A chorus sang "God Bless the U.S.A." for the veterans as they exited the plane at Reagan National Airport.

The vets were part of the Music City Honor Flight and given red-carpet treatment during their quick, one-day visit.

"It's absolutely great," said World War II Veteran William Brown.

At the World War II Memorial near downtown, rain didn't dampen the spirits of the 102 World War II vets that made the trip.

"(I'm) wondering at the marvel of it all.  It's a wonderful sight," World War II Veteran James Moyer said as he stood looking out on the memorial.

As they visited the memorial built in their honor, it was as if they were taken back in time.

"At that time (of the war) I thought it was exciting, but now that I look back at it, I wouldn't want to go through it again," World War II Veteran Clarence Gadson said.

There's not enough time to hear all the stories the veterans have to tell.

"Lost one of the best friends I ever had when our ship took two mines and took 39 lives. That's one of the things I can't erase from my mind," said Eddie Birdwell as he pulled his brother in a wheelchair at the Memorial.

Lyda Speck, 97, was one of the two female veterans on the Music City Honor Flight. Even though women were not allowed to fight in combat at that time, she was a researcher at Los Alamos Laboratory where the first atomic bomb was made.

"Once the test one was successful, and then they had two more test ones to go.
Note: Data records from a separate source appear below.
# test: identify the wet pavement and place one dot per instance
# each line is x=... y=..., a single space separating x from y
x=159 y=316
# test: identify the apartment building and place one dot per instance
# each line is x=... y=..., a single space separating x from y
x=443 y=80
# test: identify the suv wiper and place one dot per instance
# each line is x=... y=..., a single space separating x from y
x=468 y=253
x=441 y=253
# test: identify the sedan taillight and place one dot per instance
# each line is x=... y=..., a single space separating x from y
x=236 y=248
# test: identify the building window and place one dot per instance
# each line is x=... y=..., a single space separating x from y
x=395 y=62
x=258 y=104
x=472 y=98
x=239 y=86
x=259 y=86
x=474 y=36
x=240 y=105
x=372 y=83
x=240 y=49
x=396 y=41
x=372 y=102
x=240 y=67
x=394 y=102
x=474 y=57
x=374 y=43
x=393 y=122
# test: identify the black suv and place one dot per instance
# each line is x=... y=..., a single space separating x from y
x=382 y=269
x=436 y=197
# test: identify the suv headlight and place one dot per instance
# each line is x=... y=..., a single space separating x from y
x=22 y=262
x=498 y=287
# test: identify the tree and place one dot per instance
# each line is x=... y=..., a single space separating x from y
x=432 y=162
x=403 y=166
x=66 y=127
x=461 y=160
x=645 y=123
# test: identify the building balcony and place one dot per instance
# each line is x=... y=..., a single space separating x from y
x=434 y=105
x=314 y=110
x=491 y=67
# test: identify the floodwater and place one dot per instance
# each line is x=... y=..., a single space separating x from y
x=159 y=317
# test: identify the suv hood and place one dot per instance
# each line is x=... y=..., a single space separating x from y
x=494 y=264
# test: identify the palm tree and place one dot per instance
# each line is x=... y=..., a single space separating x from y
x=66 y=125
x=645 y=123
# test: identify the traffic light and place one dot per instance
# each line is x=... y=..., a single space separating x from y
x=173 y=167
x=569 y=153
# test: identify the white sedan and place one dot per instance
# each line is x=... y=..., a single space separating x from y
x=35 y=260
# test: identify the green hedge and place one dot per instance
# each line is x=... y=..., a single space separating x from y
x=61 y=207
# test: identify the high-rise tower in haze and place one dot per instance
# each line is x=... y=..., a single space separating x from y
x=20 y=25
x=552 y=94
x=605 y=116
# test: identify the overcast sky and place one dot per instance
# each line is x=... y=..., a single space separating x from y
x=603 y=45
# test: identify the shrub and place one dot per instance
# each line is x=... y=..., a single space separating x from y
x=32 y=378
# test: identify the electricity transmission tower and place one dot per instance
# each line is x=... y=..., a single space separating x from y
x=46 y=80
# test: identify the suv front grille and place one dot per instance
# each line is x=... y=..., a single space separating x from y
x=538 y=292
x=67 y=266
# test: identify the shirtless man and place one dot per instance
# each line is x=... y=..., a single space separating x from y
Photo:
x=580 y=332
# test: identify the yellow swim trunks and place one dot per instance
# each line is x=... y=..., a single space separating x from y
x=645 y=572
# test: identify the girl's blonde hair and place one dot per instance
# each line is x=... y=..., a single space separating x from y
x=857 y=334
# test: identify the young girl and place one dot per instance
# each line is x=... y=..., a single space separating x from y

Little Man and Fat Boy put an end to the war quickly," Speck said.

The Music City Honor Flight was free of charge for the veterans.  Fifty guardians paid their own way and were responsible for three vets each.

"When I take these veterans to the World War II Memorial and see tears in their eyes, that's my pay," said Gary Drennon, Music City Honor Flight co-chairman.

The veterans also visited other Washington memorials, and witnessed a solemn changing of the guard at the Tomb of the Unknown Soldier in Arlington National Cemetery.

It was a day of honor and reflection, which some say was long overdue.

This is the third Music City Honor Flight; organizers are hoping to have at least one more next May.